One of the Medicare plan options you might consider is Medicare Advantage (Medicare Part C). Medicare Advantage gives you the opportunity to get your Medicare Part A and Part B benefits from a private insurance company that contracts with Medicare. One exception is that under a Medicare Advantage plan, you receive hospice benefits directly through Medicare Part A and not through the plan. Most Medicare Advantage plans include prescription drug coverage, and some plans offer extra benefits, like routine dental services. We’ll explore factors that affect what Medicare Advantage plans cost.

What do Medicare Advantage plans cost?

Medicare Advantage plans are available from private insurance companies that contract with Medicare. For the most part, each plan sets its own premiums, deductibles, and other Medicare costs. So the answer to “What do Medicare Advantage plans cost?” will vary among plans.

Here are some of the out-of-pocket Medicare costs you could pay if you have a Medicare Advantage plan (not every plan includes every one of these costs):

  • Monthly premium
  • Deductible
  • Coinsurance or copayment
  • Prescription drug “coverage gap” costs

When you’re looking at what Medicare Advantage plans cost, it’s worth noting that every plan has an annual out-of-pocket maximum amount. That means that once you have spent a certain amount of money on costs of medical services within a year, you won’t have to pay anything for covered medical services for the rest of that year. The out-of-pocket maximum amount may differ among Medicare Advantage plans, and may change year to year.

What Medicare Advantage plans cost: some plans have $0 premiums

Did you realize that some Medicare Advantage plans have monthly premiums as low as $0? That’s great to know, but you need to also take into account the other Medicare Advantage plan costs. For example, a Medicare Advantage plan might have a $0 premium, but a high deductible amount, so that you’d have to pay a large deductible before the plan covers any services.

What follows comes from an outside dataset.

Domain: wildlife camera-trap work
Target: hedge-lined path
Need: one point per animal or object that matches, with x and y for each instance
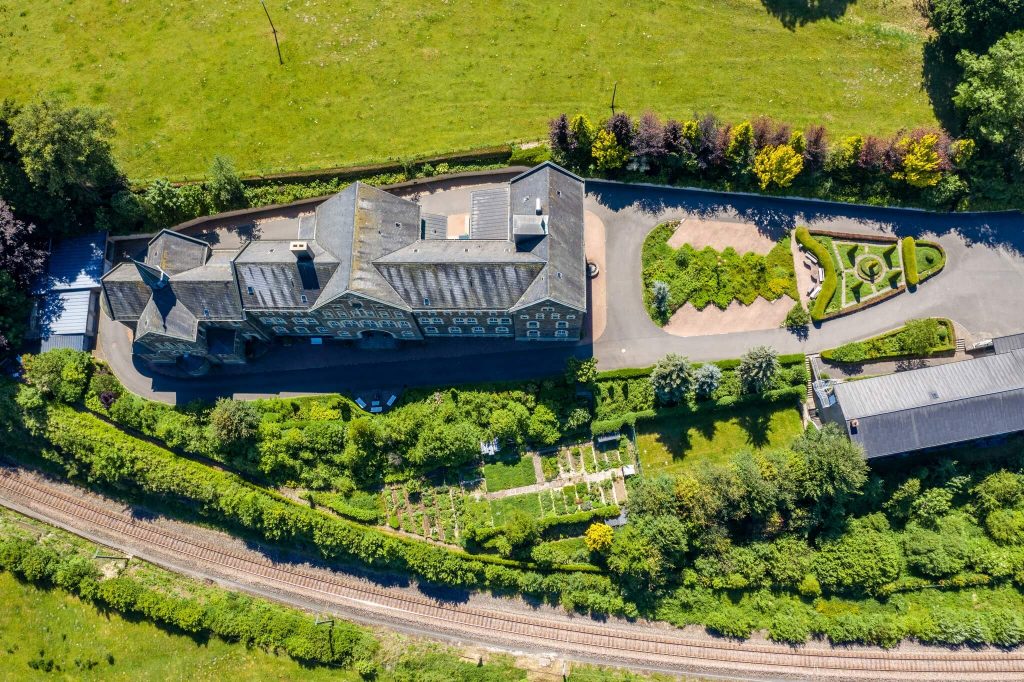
(556, 484)
(509, 624)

Keep in mind that no matter what Medicare Advantage plan you sign up for, you need to continue paying your Part B premium, along with any premium the plan may have.

It may be a good idea to compare all Medicare Advantage plan costs, not just premium amounts, when you’re shopping for a plan.

According to eHealth research, the average monthly premium for Medicare Advantage plans decreased from $12 to $8 between Q1 2018 and Q1 2019. The popularity of zero-dollar premium Medicare Advantage and Medicare Advantage prescription drug plans contributed to the low average premiums for these products.

Average Monthly Premium


Source: Medicare 2019 Open Enrollment: Costs and Sentiments

What Medicare Advantage plans cost: provider networks

Some Medicare Advantage plans control costs by creating provider networks. A plan might require you to use doctors, specialists, and pharmacies within its network. In some cases, you may use non-network providers, but you might have to pay more.